See, also, Farrell v. Finch, 40 Ohio St. 337; 5 Cyc. p. 401, and cases cited.
We do not overlook the fact that several States, notably Massachusetts (see Carpenter v. Turrell, 100 Mass. 452, and Hamilton v. Bryant, 114 Mass. 543), have given a different construction to the statute. This' is, however, a Federal statute, and we are of opinion that the construction it has received in the Federal courts should control, if that" construction is not inconsistent with our own decisions and is, as we believe it to be, in accordance with the principles of justice.
It is urged that no Federal question is involved. While in one sense that may be true, yet, under the record as it stands, the only obstacle to the recovery of a judgment by the plaintiff against both principal and surety is the fact that a Federal law says that under a certain contingency (which has arisen) the principal is relieved from the debt. That same law, in terms, and as construed by the Federal courts, says that the release of the principal shall not operate to discharge his surety. Nor is this construction one which is unduly harsh as to the surety. In signing the obligation, he may be presumed to have had in mind the contingency that his principal might become bankrupt, thus making the surety’s liability upon the bond certain.

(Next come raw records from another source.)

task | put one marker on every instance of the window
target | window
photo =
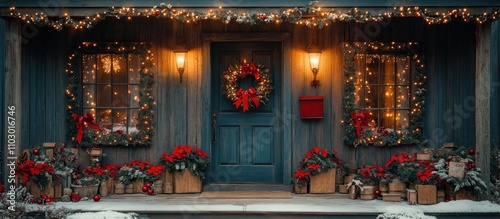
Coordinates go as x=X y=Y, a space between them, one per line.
x=383 y=87
x=112 y=82
x=110 y=85
x=384 y=94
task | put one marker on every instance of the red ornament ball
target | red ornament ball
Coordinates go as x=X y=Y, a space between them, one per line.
x=472 y=151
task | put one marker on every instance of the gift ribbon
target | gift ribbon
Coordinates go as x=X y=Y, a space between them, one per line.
x=81 y=121
x=360 y=120
x=244 y=96
x=248 y=69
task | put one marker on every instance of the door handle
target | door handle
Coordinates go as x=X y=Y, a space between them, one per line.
x=214 y=126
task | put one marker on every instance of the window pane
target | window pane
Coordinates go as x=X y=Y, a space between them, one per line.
x=387 y=96
x=120 y=96
x=88 y=96
x=387 y=69
x=403 y=70
x=120 y=68
x=402 y=119
x=387 y=119
x=134 y=64
x=88 y=68
x=134 y=95
x=371 y=97
x=104 y=68
x=133 y=121
x=119 y=120
x=359 y=65
x=104 y=118
x=358 y=96
x=103 y=95
x=403 y=97
x=372 y=69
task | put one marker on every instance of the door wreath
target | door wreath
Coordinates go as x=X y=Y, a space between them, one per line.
x=253 y=96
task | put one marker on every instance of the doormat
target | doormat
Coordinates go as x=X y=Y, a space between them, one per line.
x=246 y=195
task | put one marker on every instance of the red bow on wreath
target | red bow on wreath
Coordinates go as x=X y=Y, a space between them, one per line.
x=244 y=95
x=360 y=120
x=248 y=69
x=81 y=122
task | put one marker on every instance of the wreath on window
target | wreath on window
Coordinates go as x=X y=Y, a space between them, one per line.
x=253 y=96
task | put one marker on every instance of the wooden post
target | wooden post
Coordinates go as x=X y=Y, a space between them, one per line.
x=483 y=96
x=12 y=93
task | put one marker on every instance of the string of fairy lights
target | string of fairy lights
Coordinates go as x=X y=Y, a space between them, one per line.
x=310 y=15
x=375 y=134
x=81 y=98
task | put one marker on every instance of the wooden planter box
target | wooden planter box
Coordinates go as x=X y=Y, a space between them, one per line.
x=300 y=189
x=391 y=197
x=457 y=169
x=427 y=194
x=311 y=107
x=397 y=186
x=186 y=182
x=323 y=182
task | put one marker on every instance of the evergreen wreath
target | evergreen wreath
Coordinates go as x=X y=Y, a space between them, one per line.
x=252 y=96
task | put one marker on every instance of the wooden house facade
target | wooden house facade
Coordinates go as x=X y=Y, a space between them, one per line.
x=261 y=145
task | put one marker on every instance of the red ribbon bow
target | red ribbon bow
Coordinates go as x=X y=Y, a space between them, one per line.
x=244 y=95
x=248 y=69
x=81 y=122
x=360 y=120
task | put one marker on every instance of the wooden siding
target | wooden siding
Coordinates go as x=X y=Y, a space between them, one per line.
x=449 y=52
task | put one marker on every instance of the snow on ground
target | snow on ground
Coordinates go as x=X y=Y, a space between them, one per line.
x=101 y=215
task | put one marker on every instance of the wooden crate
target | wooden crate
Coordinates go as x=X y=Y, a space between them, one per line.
x=411 y=195
x=397 y=186
x=300 y=189
x=456 y=169
x=186 y=182
x=427 y=194
x=391 y=197
x=323 y=182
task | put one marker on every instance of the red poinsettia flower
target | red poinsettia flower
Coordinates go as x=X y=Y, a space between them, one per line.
x=156 y=170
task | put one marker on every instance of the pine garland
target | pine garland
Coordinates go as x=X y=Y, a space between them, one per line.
x=369 y=136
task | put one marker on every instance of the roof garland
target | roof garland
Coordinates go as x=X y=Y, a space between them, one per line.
x=310 y=15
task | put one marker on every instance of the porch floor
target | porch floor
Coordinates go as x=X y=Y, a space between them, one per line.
x=303 y=205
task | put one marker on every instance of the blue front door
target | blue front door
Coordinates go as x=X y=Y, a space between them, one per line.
x=246 y=146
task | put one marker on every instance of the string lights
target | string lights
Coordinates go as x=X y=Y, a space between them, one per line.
x=145 y=101
x=404 y=133
x=310 y=15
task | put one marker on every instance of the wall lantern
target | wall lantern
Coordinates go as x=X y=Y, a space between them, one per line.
x=314 y=57
x=180 y=58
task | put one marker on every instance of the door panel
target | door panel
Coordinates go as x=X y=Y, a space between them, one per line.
x=247 y=147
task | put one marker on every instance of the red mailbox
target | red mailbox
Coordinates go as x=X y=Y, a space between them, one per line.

We have not heretofore discussed the conditions of the bond itself. The first condition is:
“That if the above-bounden Stanislaus Antezak shall prosecute his said appeal with all due diligence to a decision in the said circuit court,” etc.
Now, did the principal comply with this condition of his bond ? Instead of prosecuting his appeal, he voluntarily sought relief through bankruptcy in the Federal court, and interposed that proceeding first for the purpose of securing a stay of proceedings, and finally as an absolute bar to a recovery. These acts are clearly inconsistent
Our attention is called to the case of Bryant v. Kinyon, 127 Mich. 152 (86 N. W. 531, 53 L. R. A. 801). We there held that a discharge in bankruptcy released the surety upon a capias bond. The condition of that bond is that the principal “shall pay the costs and condemnation of the court or render himself into the custody of the sheriff,” etc.
The right of the surety to surrender his principal extends eight days from the commencement of suit on the recognizance, after the timely and regular issue and return “not found” of a body execution. If the debt for which the original suit was brought is extinguished by the bankruptcy proceeding, no body execution can ever issue, and the contingency which fixes the liability of the surety can never arise. The case at bar does not present this difficulty. Here, as stated by the United States Supreme Court, a judgment may issue against the principal accompanied by a perpetual stay of execution, and the surety may be compelled to answer according to the terms of his obligation.
The judgment is reversed, and a new trial ordered.
ON MOTION TO AMEND JUDGMENT.
A motion is made in this case to amend the opinion. The case is reported ante, 110 (128 N. W. 774). The conclusion of the opinion is: “The judgment is reversed and a new trial ordered.” It is now urged by plaintiff, in support of its motion to amend, that the case was tried by the court below upon stipulated facts, and that the only question in the case was one of law, which has been determined adversely to the contention of
The motion is granted, and the opinion will stand amended to read as follows:
“The judgment is reversed, and the case is remanded to the circuit court, where judgment will be entered for the plaintiff in the amount of the judgment in the justice’s court, with interest.”